Et c'est bien cette touche, constituée d'oppositions entre l'épique et le léger, qui donne un charme si particulier aux mangas de Yasuhiko. Les amateurs de Gundam: The Origin ne seront pas perdus, tant l'artiste a montré une identité graphique et un sens de la narration fort dès le premier chapitre de sa première oeuvre. Dans sa manière de conter l'action, le mangaka joue presque les storyboarder, rendant les péripéties fluides et les combats haletants, l'absence de dialogues nous permettant de nous focaliser par ce fil souple qui relie les cases entre elles.

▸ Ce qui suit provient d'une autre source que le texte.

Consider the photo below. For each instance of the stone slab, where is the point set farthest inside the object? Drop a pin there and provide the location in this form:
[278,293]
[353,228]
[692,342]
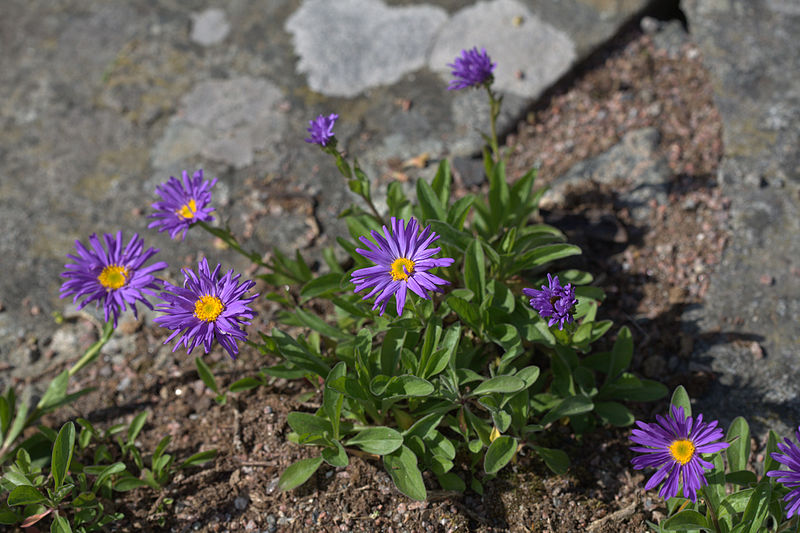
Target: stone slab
[100,101]
[753,54]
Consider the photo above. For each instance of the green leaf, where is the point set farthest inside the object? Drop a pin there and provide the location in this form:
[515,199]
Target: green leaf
[467,311]
[378,440]
[571,406]
[335,455]
[128,483]
[457,214]
[451,236]
[757,508]
[424,426]
[107,472]
[244,384]
[407,385]
[499,195]
[324,284]
[5,416]
[298,473]
[742,477]
[475,270]
[62,453]
[206,375]
[450,481]
[332,399]
[739,450]
[402,467]
[447,350]
[16,478]
[685,520]
[680,398]
[499,453]
[432,208]
[614,413]
[503,384]
[24,495]
[199,458]
[60,525]
[556,460]
[433,332]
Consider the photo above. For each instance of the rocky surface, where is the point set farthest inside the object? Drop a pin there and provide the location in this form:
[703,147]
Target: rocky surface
[747,328]
[100,102]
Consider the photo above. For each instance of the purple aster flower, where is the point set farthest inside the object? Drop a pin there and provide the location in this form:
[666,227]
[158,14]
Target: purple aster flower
[472,69]
[553,301]
[790,478]
[111,275]
[673,445]
[402,260]
[182,204]
[321,129]
[207,307]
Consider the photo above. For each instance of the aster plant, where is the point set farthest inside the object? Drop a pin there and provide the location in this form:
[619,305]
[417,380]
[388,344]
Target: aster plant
[789,456]
[703,491]
[183,203]
[554,301]
[208,307]
[455,373]
[112,274]
[472,375]
[403,258]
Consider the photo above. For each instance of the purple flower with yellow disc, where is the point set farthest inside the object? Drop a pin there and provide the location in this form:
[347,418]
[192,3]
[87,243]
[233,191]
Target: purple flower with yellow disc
[790,478]
[402,261]
[673,445]
[207,307]
[182,204]
[471,69]
[554,301]
[111,275]
[321,129]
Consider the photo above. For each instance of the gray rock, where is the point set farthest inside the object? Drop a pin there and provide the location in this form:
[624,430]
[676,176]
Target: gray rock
[512,36]
[752,52]
[349,46]
[209,27]
[101,102]
[223,120]
[633,164]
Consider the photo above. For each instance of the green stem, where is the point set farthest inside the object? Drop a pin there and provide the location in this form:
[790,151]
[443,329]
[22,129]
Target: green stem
[711,511]
[494,112]
[375,214]
[94,350]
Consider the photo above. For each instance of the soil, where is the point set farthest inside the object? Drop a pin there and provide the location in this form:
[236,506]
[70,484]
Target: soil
[650,275]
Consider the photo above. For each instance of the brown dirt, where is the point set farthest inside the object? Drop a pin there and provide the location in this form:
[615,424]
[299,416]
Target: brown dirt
[649,278]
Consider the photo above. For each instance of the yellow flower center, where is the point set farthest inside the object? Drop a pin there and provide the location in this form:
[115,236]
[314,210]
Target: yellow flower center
[208,308]
[401,268]
[188,210]
[113,277]
[682,451]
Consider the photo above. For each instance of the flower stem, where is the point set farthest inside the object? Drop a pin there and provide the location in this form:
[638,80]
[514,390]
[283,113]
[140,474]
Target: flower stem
[494,112]
[94,350]
[711,511]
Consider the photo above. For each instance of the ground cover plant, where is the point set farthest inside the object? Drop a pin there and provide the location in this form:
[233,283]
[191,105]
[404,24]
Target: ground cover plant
[471,365]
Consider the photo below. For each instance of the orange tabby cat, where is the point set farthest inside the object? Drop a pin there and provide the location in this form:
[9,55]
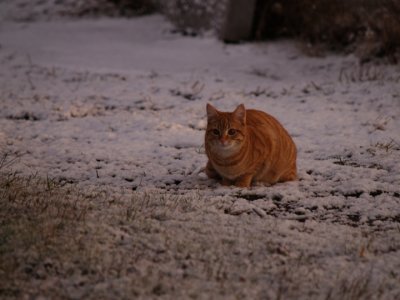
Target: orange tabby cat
[247,146]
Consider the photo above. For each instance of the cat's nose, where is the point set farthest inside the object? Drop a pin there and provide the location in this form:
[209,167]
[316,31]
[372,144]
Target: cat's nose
[224,141]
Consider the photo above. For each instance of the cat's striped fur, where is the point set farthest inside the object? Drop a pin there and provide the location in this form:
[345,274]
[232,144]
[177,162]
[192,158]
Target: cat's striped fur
[247,146]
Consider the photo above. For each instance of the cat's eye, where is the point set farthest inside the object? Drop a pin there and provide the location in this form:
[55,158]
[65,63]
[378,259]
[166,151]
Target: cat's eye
[215,132]
[231,132]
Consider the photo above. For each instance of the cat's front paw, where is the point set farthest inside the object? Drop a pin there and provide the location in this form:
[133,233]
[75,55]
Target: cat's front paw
[244,181]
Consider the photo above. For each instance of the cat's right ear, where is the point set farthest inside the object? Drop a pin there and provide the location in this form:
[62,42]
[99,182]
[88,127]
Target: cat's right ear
[211,111]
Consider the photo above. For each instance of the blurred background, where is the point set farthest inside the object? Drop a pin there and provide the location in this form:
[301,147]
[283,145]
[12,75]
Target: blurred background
[368,28]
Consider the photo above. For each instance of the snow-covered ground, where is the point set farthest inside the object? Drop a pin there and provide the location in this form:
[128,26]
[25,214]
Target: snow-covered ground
[120,104]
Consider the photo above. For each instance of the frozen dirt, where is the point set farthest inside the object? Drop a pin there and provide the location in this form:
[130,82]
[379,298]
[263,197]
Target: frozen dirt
[119,105]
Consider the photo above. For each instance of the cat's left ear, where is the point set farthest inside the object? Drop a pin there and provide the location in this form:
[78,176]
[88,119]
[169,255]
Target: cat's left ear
[211,111]
[240,113]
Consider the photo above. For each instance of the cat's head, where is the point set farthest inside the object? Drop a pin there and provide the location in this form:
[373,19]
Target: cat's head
[225,130]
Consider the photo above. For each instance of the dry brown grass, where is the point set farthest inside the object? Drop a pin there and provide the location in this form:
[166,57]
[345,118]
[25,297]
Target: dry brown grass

Alors, on ne voit pas les 400 pages défiler, tant le manga s'apparente à un film épique au rythme habile, posant les bases d'un conflit dont on attend déjà de voir les développements dans les deux volumes suivants.
Et si on se focalise ici par la narration et la justesse de la construction de l'univers, il y aurait encore beaucoup à dire sur Arion, sur le charme de son héros, sur la relation touchante qu'il développe avec la frêle Lesphina, sur l'ambigüité sur la charismatique Athéna, sur la manière qu'a l'artiste de représenter les dieux à sa sauce quitte à casser les codes... Ce premier tome est d'une richesse indéniable, ce qui est d'autant plus extraordinaire quand il sait qu'il s'agit du premier manga professionnellement publié de ce conteur hors pair. En termes de patrimoine, Yoshikazu Yasuhiko devait revenir dans nos librairies.
Un retour ainsi permit par naBan, qui n'a pas hésité à choyer l'ouvrage. Dans un format imposant, les 400 pages profitent du papier épais propre à l'éditeur, et d'une impression de belle facture, le matériel utilisé absorbant bien l'encre qui ne reste pas sur les mains. Un tel rendu était nécessaire pour rendre justice au style de Yasuhiko. À ceci s'ajoutent une galerie de 8 pages couleur en ouverture d'ouvrage, et les bonus tirés de l'édition deluxe japonaise, incluant des ébauches de personnages ainsi qu'une interview de l'auteur, sur laquelle nous nous sommes appuyées pour exprimer cet avis. Signée Jean-Philippe Dubrulle, un spécialiste de l'auteur, la traduction est particulièrement solide, tant pour coller aux ambiances mythologiques du récit que pour retranscrire les différentes mimiques verbales propres aux personnages de l'auteur.